Data clustering, which is the process of grouping similar objects, is one approach to
determine relationships among data patterns, but data clustering approaches can face
limitations when applied to temporal data, such as difficulty tracking the moving clusters.
This research aims to analyse the ability of particle swarm optimisation (PSO)
and differential evolution (DE) algorithms to cluster temporal data. These algorithms
experience two weaknesses when applied to temporal data. The first weakness is the
loss of diversity, which refers to the fact that the population of the algorithm converges,
becoming less diverse and, therefore, limiting the algorithm’s exploration capabilities.
The second weakness, outdated memory, is only experienced by the PSO and refers to
the previous personal best solutions found by the particles becoming obsolete as the
environment changes. A data clustering algorithm that addresses these two weaknesses
is necessary to cluster temporal data.
This research describes various adaptations of PSO and DE algorithms for the purpose
of clustering temporal data. The algorithms proposed aim to address the loss of diversity
and outdated memory problems experienced by PSO and DE algorithms. These problems are addressed by combining approaches previously used for the purpose of dealing with temporal or dynamic data, such as repulsion and anti-convergence, with PSO and DE approaches used to cluster data. Six PSO algorithms are introduced in this research, namely the data clustering particle swarm optimisation (DCPSO), reinitialising data clustering particle swarm optimisation (RDCPSO), cooperative data clustering particle swarm optimisation (CDCPSO), multi-swarm data clustering particle swarm optimisation (MDCPSO), cooperative multi-swarm data clustering particle swarm optimisation (CMDCPSO), and elitist cooperative multi-swarm data clustering particle swarm optimisation (eCMDCPSO). Additionally, four DE algorithms are introduced, namely the data clustering differential evolution (DCDE), re-initialising data clustering differential evolution (RDCDE), dynamic data clustering differential evolution (DCDynDE), and cooperative dynamic data clustering differential evolution (CDCDynDE).

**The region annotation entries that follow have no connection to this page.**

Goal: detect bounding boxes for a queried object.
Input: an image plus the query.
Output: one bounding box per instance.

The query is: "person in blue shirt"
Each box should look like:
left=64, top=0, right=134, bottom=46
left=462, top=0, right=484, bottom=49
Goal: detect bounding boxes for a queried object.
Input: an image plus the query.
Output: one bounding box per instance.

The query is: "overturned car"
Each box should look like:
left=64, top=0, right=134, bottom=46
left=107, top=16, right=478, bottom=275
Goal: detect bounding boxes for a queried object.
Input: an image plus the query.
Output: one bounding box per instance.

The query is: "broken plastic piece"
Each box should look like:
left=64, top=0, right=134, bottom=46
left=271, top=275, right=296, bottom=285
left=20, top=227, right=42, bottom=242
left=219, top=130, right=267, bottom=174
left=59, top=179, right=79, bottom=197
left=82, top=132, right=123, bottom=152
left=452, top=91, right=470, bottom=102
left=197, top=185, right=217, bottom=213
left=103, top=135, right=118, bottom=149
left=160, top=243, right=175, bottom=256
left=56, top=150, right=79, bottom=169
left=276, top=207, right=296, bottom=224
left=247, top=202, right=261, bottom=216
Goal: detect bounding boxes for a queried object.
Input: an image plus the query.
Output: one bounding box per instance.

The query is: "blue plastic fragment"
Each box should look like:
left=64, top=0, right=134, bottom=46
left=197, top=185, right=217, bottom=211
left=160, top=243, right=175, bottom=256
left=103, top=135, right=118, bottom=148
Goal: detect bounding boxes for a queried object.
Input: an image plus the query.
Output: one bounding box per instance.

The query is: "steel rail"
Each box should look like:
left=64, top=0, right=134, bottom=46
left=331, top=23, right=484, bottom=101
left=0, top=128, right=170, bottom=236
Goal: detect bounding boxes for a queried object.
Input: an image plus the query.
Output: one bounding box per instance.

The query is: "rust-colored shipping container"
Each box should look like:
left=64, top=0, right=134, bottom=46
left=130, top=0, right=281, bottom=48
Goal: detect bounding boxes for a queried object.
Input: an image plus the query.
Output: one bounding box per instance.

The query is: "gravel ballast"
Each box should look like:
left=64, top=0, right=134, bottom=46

The PSO and DE algorithms introduced require prior knowledge of the total number of
clusters in the dataset. The total number of clusters in a real-world dataset, however, is
not always known. For this reason, the best performing PSO and best performing DE are
compared. The CDCDynDE is selected as the winning algorithm, which is then adapted
to determine the optimal number of clusters dynamically. The resulting algorithm is the
k-independent cooperative data clustering differential evolution (KCDCDynDE) algorithm, which was compared against the local network neighbourhood artificial immune system (LNNAIS) algorithm, which is an artificial immune system (AIS) designed to cluster temporal data and determine the total number of clusters dynamically. It was
determined that the KCDCDynDE performed the clustering task well for problems with
frequently changing data, high-dimensions, and pattern and cluster data migration types.